Data engineering toolset (that I use) glossary
1 min read

Data engineering toolset (that I use) glossary

Big data

  • Spark: Map-reduce framework for dealing with big data, especially for data that doesn't fit into memory. Utilizes parallelization.

Cloud

  • AWS: Cloud platform for many tools used in software engineering.
  • AWS Fargate: A task launch mode for ECS task, where it automatically shuts down once a container exits. With EC2 launch mode, you'll have to turn off the machine yourself.
  • AWS Lambda: Serverless function, can be used with docker image too. Can also hook this with API gateway to make it act as API endpoint.
  • AWS RDS: Managed databases from AWS.
  • ECS Task: Cron-like schedule for a task. Essentially at specified time, it runs a predefined docker image (you should configure your entrypoint.sh accordingly).

Data

  • Parquet: Columnar data blob format, very efficient due to column-based compression with schema definition baked in.

Data engineering

  • Dagster: Task orchestration framework with built-in pipelines validatioin.
  • ETL: Stands for extract-transform-load. Essentially it means "moving data from A to B, with optional data wrangling in the middle."

Data science

  • NLP: Using machine (computer) to work on human languages.

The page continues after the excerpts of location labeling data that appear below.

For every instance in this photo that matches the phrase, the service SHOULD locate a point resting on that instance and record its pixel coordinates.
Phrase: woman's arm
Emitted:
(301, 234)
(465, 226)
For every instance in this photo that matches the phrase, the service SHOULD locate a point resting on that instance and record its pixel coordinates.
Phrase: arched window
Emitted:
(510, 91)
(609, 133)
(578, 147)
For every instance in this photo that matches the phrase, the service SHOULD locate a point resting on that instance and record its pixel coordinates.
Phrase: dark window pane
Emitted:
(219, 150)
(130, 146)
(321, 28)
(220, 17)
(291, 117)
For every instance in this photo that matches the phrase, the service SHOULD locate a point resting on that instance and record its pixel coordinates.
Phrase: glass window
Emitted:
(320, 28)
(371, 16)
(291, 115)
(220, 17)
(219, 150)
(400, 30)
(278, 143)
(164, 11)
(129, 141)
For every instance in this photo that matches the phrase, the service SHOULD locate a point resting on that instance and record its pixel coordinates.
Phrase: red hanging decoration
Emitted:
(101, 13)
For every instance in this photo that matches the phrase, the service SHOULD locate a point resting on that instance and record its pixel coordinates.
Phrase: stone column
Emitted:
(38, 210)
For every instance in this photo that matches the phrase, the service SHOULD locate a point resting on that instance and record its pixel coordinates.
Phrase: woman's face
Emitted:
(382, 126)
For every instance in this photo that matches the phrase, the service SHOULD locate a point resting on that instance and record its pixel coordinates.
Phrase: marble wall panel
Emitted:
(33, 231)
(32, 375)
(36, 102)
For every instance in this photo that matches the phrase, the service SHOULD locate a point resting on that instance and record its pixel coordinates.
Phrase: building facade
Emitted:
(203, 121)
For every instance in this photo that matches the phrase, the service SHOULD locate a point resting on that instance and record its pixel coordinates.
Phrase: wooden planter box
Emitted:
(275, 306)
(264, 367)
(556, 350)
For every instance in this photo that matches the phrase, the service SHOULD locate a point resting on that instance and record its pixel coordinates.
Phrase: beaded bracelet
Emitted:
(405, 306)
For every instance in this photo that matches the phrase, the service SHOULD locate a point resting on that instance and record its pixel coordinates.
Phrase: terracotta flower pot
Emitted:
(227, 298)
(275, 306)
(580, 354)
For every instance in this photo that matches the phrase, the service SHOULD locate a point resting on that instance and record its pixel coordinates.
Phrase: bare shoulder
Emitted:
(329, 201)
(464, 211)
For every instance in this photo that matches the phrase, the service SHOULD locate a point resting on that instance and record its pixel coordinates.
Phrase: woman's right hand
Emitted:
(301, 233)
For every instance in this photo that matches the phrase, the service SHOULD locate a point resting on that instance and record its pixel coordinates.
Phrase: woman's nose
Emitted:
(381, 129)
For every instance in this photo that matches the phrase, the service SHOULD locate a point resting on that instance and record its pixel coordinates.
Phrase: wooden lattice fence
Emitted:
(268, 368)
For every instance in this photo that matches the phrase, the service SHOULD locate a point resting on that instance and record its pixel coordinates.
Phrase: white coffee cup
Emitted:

For instance, analyze whether a message is positive or negative.

Data wrangling

  • Pandas: Dataframe wrangler, think of programmable Excel.

Database

  • Postgres: RMDBS with good performance.

DataOps

  • Great expectations: A framework for data validation.

DevOps

  • Docker: Virtualization via containers.
  • Git: Version control.
  • Kubernetes: Container orchestration system.
  • Terraform: Infrastructure as code tool, essentially you use it to store a blueprint for your infra setup. If you were to move to another account, you can re-conjure existing infra with one command. This makes editing infra config easier too, since it automatically cleans up / update config automatically.

GIS

  • PostGIS: GIS extension for Postgres.

MLOps

  • MLflow: A framework to track model parameters and output. Can also store model artifact as well.

Notebook

  • Jupyter: Python notebook, used for exploring solutions before converting it to .py.